1. Failure to Prepare and Investigate (claims 2a, 2b and 3d)

Garcia argues that Duran provided ineffective assistance of counsel when he failed to prepare a defense, failed to investigate medical and 6 psychological evidence that would have produced exculpatory evidence, and failed to investigate the victim's father's trial for the same offense for which Garcia was convicted. Pet 7 (ECF No. 3). As discussed below, Garcia's claims fail because they are conclusory and are also legally insufficient.

Attorneys have a duty to investigate the charges and evidence against their clients. See Strickland, 466 U.S. at 690-91. “A defendant who alleges a failure to investigate on the part of his counsel must allege with specificity what the investigation would have revealed and how it would have altered the outcome of the trial.” United States v. Green, 882 F.2d 999, 1003 (5th Cir. 1989) (citing Alexander v. McCotter, 775 F.2d 595 (5th Cir. 1985)); see also United States v. Bernard, 762 F.3d 467, 477 (5th Cir. 2014) (citing Druery v. Thaler, 647 F.3d 535, 541 (5th Cir. 2011)). “[I]n a guilty plea scenario, a [movant] must prove not only that his attorney actually erred, but also that he would not have pled guilty but for the error.” Armstead, 37 F.3d at 206 (citing Hill, 474 U.S. at 52).

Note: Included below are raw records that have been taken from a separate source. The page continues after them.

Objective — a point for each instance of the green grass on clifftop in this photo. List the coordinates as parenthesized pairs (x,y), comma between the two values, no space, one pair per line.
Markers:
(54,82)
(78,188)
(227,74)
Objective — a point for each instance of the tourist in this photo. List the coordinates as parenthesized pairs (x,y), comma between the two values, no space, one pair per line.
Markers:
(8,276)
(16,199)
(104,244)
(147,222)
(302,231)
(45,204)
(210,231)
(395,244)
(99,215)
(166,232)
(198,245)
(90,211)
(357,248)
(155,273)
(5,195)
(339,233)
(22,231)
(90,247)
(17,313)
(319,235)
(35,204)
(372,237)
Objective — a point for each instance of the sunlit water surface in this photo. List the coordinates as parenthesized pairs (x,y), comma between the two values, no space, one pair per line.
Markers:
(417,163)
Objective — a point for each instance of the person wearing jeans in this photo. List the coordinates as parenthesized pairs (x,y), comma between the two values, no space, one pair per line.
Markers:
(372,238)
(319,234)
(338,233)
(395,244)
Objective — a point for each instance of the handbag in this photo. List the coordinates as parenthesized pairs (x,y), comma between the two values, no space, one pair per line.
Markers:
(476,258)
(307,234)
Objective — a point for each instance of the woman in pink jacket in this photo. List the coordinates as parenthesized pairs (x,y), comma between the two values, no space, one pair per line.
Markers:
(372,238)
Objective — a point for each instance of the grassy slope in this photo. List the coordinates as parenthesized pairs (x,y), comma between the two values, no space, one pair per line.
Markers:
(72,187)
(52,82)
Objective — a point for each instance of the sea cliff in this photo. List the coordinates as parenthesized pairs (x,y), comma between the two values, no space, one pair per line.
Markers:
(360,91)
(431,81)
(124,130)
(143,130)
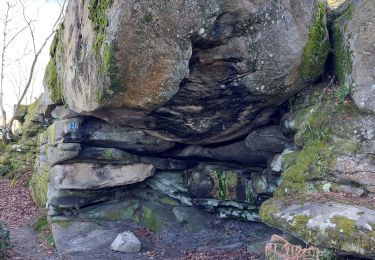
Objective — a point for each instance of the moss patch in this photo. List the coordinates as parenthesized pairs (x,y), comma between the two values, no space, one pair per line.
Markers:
(316,50)
(52,81)
(105,52)
(343,56)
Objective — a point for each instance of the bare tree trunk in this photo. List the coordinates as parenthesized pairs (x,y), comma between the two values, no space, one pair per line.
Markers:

Garcia contends that Duran failed to properly investigate his case, but his claims are legally insufficient. For instance, he fails to allege with specificity what a proper investigation would have revealed and how it would have impacted the outcome of his trial. See Green, 882 F.2d at 1003. Moreover, the record demonstrates that Duran had a viable trial strategy, which appears to have been to refute the victim's allegations, demonstrate Garcia's innocence, and hold the State to its burden of proof. See (ECF No. 14-8). 7 At trial, Duran cross-examined the victim's therapist. Id. at 96-99. He called and questioned Garcia's niece (id. at 99-103), and the victim's mother (id. at 103-106). Garcia also took the stand on his own behalf. Id. at 107-117

Under Strickland, a court's review of counsel's performance should be “highly deferential.” 466 U.S. at 698. This is so because “[i]t is all too tempting for a defendant to second-guess counsel's assistance after conviction or adverse sentence[.]” Id. at 689. And “[g]iven the almost infinite variety of possible trial techniques and tactics available to counsel, this Circuit is careful not to second guess legitimate strategic choices.” Yohey v. Collins, 985 F.2d 222, 228 (5th Cir. 1993); see also United States v. Scott, 11 F.4th 364, 373 (5th Cir. 2021). Therefore, Garcia has failed to demonstrate that Duran provided deficient performance under Strickland, and the Court need not address prejudice. See Amos v. Scott, 61 F.3d 333, 348 (5th Cir. 1995) (“[A] court need not address both prongs of the conjunctive Strickland standard, but may dispose of such a claim based solely on a petitioner's failure to meet either prong of the test.”); see also Okechuku v. United States, 2021 WL 2690091, at *9 (N.D. Tex. June 14, 2021) (same), rec. adopted, 2021 WL 2685283 (N.D. Tex. June 30, 2021).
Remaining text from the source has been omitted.